As many as 65 people, including the Tablighi Jamaat members from Jammu & Kashmir, who attended the religious congregation at the Islamic missionary''s headquarters in New Delhi during the coronavirus outbreak, are untraceable.
A country-wide hunt was launched in March soon after it emerged that the Tablighi Jamaat gathering at Nizamuddin West of New Delhi had become the largest viral vector of the Covid-19 in India. Though many have been traced, several remain missing, according to sources.
Top official sources said the police had been given a list of 2,054 after a tower analysis of the 1,501 participants from J&K and the people they got in touch with. "We have traced all except 65," a senior official said.
On March 21, after the first case of an infected Tablighi Jamaat member surfaced in Telangana, the Union Home Ministry shared details of participants of the Delhi congregation with all the states.
The police of each state since then, have been trying to trace the potential coronavirus carriers and the people who may have come in touch with them physically.
In Kashmir, Ashraf Anim, 65-year-old Tablighi Jamaat chief of the Sopore region, became the first person from the congregation to die of Covid-19. As many as 41 Tablighi Jamaat members from J&K have tested positive.

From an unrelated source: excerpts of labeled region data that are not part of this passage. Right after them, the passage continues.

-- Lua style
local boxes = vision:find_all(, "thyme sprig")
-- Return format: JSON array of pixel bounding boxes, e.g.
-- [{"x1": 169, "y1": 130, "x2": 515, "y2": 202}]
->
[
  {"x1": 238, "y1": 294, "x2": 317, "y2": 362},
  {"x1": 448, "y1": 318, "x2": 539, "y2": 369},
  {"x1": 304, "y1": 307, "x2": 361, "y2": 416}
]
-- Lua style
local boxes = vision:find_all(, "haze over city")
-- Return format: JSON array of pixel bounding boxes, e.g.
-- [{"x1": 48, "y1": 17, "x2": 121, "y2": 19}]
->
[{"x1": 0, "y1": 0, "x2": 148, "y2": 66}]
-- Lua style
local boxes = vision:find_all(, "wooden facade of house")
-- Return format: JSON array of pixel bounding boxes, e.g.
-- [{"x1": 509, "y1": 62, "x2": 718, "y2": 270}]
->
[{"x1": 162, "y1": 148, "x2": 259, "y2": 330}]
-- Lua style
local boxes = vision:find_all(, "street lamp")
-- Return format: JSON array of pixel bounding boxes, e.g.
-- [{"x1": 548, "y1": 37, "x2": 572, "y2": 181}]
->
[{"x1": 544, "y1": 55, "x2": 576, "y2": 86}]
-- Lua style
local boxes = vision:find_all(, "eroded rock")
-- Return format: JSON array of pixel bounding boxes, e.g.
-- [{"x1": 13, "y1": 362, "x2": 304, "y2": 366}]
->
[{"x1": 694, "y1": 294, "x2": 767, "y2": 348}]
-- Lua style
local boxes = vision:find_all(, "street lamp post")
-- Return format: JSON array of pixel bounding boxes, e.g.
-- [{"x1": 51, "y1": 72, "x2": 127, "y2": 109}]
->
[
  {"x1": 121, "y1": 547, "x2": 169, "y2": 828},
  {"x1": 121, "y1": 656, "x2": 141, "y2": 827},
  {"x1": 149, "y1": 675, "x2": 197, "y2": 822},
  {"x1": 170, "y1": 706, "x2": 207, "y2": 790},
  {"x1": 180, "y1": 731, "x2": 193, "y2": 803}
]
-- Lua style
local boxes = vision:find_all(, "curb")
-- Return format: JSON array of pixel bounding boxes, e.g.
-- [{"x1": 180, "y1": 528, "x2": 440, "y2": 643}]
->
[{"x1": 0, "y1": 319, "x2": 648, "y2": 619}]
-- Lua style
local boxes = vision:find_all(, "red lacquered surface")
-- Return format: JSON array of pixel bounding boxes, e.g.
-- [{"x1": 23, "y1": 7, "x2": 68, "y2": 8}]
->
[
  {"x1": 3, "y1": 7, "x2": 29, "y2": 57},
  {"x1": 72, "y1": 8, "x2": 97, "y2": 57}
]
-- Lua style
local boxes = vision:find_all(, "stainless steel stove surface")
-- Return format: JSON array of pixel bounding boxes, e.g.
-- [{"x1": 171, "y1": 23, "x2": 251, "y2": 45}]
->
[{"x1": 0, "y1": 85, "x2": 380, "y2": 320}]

Over 8,000 Tablighi Jamaat members, with over a 1,000 foreign nationals, attended the congregation by second week of March. Thousands of them were travelling in the country when the government announced the lockdown on March 24.
Over 7,600 have tested Covid-19 positive in India so far. Of this, one third are related to the Tablighi congregation.
Tablighi Jamaat chief Maulana Muhammad Saad Kandhlawi not only refused to abide by the restrictions imposed in view of the pandemic, he asked, as seen in a viral audio clip, his followers to run to mosques.
He called the deadly virus infection ''God''s punishment'' and dismissed social distancing as a preventive measure. Saad, on the run, was traced by the Delhi Police a few days.